Canine Hip Dysplasia (CHD) is a condition that begins in dogs as they grow and results in instability or a loose fit (laxity) of the hip joint (Figure 1). The hip joint laxity is responsible for potential clinical signs (symptoms) of hip pain and limb dysfunction and progressive joint changes. The hip joint is a ball and socket joint and continual abnormal movement of the femoral head (ball) deforms the acetabulum (socket).

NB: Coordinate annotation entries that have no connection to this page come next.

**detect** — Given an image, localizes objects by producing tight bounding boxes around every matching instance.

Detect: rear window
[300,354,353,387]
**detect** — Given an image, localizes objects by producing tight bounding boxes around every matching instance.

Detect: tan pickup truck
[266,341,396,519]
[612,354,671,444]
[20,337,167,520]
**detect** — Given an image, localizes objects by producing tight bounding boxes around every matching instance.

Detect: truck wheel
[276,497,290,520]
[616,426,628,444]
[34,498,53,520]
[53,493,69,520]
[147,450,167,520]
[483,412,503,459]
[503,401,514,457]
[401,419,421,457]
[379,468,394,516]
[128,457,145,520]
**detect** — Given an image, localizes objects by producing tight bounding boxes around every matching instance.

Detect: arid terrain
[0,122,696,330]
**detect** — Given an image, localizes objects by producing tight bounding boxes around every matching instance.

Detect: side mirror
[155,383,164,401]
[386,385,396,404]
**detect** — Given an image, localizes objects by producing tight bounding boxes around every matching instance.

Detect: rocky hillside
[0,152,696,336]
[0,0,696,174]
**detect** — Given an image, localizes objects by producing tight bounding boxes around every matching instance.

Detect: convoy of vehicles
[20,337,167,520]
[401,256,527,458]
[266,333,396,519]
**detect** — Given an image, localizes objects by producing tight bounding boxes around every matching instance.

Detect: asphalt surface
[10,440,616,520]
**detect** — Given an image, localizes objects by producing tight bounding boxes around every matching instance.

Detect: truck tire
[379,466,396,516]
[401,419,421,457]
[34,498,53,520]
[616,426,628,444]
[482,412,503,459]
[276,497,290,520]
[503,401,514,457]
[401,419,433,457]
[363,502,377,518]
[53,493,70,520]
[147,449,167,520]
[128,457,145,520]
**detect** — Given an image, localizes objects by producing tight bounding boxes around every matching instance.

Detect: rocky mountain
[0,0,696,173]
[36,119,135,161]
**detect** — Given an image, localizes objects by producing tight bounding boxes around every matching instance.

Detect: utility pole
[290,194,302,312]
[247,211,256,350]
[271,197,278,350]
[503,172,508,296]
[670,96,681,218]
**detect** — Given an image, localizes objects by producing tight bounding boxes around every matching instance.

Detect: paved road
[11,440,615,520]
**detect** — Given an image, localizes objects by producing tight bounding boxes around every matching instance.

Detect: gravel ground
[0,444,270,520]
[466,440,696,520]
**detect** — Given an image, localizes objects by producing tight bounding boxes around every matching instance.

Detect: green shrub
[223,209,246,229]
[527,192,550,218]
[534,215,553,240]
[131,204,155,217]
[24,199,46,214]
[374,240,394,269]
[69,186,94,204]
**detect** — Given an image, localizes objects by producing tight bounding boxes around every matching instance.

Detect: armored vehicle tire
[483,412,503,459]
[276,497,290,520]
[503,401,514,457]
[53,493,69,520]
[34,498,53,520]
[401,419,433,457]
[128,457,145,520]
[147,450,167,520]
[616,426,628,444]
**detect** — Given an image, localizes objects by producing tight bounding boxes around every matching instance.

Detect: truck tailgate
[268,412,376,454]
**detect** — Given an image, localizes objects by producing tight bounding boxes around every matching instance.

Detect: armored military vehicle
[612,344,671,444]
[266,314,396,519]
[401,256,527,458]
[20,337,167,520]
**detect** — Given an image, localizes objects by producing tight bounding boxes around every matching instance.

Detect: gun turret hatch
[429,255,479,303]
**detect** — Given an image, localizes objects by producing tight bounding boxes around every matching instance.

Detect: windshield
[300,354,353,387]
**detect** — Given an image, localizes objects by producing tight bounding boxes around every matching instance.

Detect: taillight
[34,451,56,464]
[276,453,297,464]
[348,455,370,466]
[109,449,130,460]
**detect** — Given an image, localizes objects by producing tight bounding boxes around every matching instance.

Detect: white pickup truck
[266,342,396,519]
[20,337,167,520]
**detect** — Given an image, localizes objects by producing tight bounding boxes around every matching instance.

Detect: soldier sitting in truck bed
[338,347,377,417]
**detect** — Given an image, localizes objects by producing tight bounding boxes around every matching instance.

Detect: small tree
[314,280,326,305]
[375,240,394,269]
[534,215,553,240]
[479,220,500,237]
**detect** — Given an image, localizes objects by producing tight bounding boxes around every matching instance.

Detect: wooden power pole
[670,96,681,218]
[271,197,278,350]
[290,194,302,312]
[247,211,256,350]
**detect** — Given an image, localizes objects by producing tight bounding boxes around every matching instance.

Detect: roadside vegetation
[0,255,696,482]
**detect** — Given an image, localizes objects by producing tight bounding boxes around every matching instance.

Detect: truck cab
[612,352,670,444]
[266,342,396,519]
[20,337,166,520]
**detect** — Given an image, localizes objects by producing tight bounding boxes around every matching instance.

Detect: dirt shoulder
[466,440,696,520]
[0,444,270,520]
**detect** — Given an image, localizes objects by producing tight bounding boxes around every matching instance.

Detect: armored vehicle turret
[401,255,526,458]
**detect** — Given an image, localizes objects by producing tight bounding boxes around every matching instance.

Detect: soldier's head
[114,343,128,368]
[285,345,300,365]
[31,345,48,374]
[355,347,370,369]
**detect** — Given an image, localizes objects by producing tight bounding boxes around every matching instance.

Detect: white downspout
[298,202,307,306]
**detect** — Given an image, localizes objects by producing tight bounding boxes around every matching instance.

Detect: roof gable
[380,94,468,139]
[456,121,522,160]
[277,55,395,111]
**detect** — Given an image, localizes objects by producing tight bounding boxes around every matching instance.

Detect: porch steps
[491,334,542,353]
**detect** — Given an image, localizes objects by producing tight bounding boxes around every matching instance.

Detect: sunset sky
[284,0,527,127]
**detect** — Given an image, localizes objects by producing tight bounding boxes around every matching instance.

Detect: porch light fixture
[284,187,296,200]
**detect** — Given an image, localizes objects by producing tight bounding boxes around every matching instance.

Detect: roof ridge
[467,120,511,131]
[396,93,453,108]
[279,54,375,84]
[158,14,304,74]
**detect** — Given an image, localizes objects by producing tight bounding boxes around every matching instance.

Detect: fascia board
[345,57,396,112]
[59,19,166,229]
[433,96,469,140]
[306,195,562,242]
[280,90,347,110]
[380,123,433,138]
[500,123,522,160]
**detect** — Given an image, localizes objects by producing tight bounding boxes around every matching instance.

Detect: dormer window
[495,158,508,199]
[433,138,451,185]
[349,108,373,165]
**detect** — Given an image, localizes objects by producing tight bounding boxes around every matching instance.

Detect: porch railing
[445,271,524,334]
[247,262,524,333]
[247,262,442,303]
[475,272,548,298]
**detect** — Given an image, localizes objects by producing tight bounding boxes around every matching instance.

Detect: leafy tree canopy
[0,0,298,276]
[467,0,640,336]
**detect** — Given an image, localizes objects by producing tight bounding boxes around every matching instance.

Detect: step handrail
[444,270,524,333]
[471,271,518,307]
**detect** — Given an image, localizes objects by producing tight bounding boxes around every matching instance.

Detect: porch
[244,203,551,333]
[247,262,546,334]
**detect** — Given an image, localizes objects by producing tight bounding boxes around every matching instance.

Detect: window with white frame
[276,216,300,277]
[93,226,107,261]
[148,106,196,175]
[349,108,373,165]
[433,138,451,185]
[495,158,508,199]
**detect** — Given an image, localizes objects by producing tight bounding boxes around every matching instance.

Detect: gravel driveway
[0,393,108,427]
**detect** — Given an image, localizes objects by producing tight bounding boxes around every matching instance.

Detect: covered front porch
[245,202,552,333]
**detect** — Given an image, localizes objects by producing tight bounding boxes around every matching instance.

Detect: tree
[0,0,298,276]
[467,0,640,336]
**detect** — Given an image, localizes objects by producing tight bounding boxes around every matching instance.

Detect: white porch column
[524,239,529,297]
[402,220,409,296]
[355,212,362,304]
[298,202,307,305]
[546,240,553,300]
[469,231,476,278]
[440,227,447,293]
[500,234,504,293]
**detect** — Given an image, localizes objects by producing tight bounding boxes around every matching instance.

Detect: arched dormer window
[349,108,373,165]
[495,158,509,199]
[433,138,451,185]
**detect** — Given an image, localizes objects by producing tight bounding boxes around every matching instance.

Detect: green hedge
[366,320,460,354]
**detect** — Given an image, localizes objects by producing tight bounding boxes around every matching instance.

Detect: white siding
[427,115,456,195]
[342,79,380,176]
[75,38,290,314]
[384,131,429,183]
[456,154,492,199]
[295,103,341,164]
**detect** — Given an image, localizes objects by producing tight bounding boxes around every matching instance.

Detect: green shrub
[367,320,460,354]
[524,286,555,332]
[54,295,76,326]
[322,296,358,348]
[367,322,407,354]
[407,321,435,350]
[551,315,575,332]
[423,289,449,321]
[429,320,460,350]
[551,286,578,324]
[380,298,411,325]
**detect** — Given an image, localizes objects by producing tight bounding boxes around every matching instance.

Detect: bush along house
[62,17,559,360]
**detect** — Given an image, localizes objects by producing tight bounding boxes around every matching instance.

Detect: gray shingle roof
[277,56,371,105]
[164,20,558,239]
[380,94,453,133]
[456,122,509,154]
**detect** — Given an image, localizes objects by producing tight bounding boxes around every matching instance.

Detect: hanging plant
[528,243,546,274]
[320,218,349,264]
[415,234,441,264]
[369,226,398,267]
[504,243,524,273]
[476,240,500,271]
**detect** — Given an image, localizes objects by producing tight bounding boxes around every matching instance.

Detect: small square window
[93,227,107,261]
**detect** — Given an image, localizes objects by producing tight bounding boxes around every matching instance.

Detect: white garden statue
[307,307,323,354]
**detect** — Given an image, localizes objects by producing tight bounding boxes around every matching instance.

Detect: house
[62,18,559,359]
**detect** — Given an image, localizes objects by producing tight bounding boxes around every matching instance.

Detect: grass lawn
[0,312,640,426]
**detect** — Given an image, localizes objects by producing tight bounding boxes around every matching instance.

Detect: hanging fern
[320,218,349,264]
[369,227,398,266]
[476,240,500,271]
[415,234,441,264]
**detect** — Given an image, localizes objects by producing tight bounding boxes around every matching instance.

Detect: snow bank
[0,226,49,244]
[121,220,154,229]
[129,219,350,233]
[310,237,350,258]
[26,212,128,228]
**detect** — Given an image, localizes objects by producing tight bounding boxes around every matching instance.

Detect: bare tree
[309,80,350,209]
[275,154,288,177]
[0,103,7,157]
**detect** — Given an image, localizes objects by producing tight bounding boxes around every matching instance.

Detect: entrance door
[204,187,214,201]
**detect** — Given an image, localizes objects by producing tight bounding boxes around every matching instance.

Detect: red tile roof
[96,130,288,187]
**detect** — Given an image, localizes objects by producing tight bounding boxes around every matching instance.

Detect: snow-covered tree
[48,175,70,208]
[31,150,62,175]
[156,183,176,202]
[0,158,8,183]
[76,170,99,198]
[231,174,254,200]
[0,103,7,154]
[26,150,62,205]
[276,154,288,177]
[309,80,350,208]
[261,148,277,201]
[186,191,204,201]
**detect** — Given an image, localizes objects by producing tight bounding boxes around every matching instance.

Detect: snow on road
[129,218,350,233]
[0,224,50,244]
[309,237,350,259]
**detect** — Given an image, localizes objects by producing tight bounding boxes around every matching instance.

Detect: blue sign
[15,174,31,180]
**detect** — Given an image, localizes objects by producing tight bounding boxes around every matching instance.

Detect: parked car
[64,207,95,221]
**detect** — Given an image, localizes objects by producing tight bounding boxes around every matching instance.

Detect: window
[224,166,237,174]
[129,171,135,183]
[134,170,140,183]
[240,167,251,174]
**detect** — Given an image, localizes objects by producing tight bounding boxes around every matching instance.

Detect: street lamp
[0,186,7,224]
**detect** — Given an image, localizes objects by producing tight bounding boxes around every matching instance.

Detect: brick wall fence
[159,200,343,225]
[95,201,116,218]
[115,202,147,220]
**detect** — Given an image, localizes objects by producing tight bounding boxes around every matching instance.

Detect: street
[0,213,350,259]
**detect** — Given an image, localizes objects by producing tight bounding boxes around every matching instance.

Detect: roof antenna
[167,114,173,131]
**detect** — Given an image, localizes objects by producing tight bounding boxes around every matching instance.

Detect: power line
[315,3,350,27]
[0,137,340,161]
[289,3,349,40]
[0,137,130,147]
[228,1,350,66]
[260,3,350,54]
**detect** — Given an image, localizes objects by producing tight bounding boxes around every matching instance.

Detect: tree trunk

The long-term response to this joint laxity is the progressive loss of cartilage, the development of scar tissue around the joint, and the formation of osteophytes (bone spurs) around the ball and socket (Figure 2).
The cause of CHD is multifactorial; however, hereditary (genetics) is the biggest single risk factor. Rapid weight gain and growth through excessive nutritional intake can complicate the development of CHD. Hip dysplasia occurs most commonly in large breed dogs.
The symptoms of CHD are lameness (limping), reluctance to rise or jump, shifting of weight to the forelimbs, loss of muscle mass on the rear limbs, and hip pain. Generally, divide dogs with CHD into two groups showing symptoms of CHD:
Group 1: Younger dogs without arthritis, but with significant hip laxity
Group 2: More mature dogs that have developed hip arthritis due to CHD
Dogs may show symptoms at any stage of disease development, although many dogs with CHD do not have any obvious symptoms.